Is That In The Bible? 4

~ “To Thine Own Self Be True” ~

This posting is a response to a blog entitled “7 Things You Won’t Find in the Bible… I Dare You to Look.” I am taking that challenge! The fourth listed phrase was “To thine own self be true.” I would agree that the phrase is not found in our English Bible—but what about the principle behind the phrase?

Words by themselves are meaningless—it is only when we attach meaning to the words that communication occurs. The principle behind this phrase can be found in the Bible, but the phrase can be heresy when different meanings are behind the words and the phrase. 

“To Thine Own Self Be True”  ~  The author of that piece supported his position with the following. “When prompting people to follow their conscience on matters, the oft-touted ‘To thine own self be true’ is occasionally cited as a Biblical recommendation. In truth, this saying originates in the Shakespearean tragedy Hamlet. Polonius, the older counselor of Prince Hamlet's uncle, King Claudius, is in the midst of dispensing advice to his son Laertes (who was about to leave Denmark and return to France) when he speaks forth the famous line: ‘This above all things: to thine own self be true’ (Hamlet, 3.1.81).”

To that blogger’s credit, he goes on to say, “But really how good is Polonius's advice? Scripturally, we can only trust our conscience to guide us as far as it is being informed by the Spirit of God. Men, of their natural selves, are entirely corrupted; and so, to hold true to themselves would be to choose poorly indeed. Rather, we should seek God in prayer and ask Him to guide us in the paths of righteousness (cf. Psalm 23:3).”  

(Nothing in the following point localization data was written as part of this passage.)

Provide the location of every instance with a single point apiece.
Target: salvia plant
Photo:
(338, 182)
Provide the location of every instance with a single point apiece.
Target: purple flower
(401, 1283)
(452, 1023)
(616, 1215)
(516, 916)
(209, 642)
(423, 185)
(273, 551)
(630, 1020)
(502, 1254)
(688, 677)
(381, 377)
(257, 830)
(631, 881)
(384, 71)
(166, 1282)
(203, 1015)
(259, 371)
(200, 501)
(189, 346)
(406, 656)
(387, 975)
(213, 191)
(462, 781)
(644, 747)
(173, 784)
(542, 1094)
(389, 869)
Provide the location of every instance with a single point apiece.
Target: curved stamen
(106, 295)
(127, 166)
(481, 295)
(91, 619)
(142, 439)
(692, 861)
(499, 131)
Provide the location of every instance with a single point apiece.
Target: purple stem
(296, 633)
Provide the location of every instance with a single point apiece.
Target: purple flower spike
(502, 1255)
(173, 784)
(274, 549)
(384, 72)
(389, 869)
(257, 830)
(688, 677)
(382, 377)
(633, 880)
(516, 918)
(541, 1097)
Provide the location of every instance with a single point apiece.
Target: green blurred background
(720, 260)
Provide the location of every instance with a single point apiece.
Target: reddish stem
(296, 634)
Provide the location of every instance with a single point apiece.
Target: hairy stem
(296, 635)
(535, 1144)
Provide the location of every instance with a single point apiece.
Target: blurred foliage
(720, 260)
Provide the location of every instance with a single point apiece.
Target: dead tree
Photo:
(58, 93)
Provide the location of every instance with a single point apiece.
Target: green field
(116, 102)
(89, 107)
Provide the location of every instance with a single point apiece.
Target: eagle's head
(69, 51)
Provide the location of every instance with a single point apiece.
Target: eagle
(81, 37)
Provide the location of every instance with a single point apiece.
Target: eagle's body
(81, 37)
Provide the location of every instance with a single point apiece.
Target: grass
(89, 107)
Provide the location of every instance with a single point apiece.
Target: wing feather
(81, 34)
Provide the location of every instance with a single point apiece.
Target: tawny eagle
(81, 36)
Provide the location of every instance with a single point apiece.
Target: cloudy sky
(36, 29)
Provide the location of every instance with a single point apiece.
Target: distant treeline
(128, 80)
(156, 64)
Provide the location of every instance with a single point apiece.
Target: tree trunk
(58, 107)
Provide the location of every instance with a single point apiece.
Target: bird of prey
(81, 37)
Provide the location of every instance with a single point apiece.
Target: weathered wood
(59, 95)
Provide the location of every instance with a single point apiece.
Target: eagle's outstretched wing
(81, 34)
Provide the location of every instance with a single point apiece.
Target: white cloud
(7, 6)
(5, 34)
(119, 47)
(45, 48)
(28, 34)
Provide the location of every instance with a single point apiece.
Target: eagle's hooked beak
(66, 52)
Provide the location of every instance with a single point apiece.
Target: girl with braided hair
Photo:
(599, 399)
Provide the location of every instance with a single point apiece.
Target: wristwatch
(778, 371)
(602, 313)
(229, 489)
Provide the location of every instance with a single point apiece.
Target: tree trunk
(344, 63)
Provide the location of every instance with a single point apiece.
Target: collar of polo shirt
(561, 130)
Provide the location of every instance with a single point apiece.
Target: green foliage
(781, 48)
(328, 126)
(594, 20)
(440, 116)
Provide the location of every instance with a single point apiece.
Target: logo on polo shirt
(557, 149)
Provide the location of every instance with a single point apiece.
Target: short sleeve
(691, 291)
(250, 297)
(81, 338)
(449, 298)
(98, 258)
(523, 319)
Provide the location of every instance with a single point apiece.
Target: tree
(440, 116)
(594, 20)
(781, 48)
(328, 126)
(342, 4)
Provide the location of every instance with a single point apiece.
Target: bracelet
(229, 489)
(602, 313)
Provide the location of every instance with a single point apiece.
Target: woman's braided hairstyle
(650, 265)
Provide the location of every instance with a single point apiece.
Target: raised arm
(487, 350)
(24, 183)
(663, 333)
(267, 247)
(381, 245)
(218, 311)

A clear message of the Word of God is that God wants integrity of character in His children above all else. Character is more important than performance or external results!

King David knew this, “I know, my God, that You test the heart and are pleased with my integrity” (1 Chronicles 29:17). 

Consider also, “The man of integrity walks securely, but he who takes crooked paths will be found out” (Proverbs 10:9). “The integrity of the upright guides them, but the unfaithful are destroyed by their duplicity” (Proverbs 11:3). “Righteousness guards the man of integrity, but wickedness overthrows the sinner” (Proverbs 13:6). 

For the Lord does not see as man sees; for man looks at the outward appearance, but the Lord looks at the heart" (1 Samuel 16:7b).

If “to thine own self be true” is talking about walking consistently according to the directions of Scripture—about walking in integrity, then certainly this principle is from the Bible.

~ Robert Lloyd Russell, ABUNDANT LIFE NOW


  1. Caution must be taken, though, when taking this phrase (to thine own self be true) to heart in our own lives. I've read it used by people whose witness send me to the Bible to re-read:

    There is a way which seemeth right unto a man, but the end thereof are the ways of death.
    (Proverbs 14:12 KJV)

  2. Phyllis,
    Thank you for your important comment. I agree completely!! Words have meanings and the meanings we apply to those words are what are important. Communication problems occur when the speaker and hearer have different meanings for the same words.
    Blessings to you and your ministry.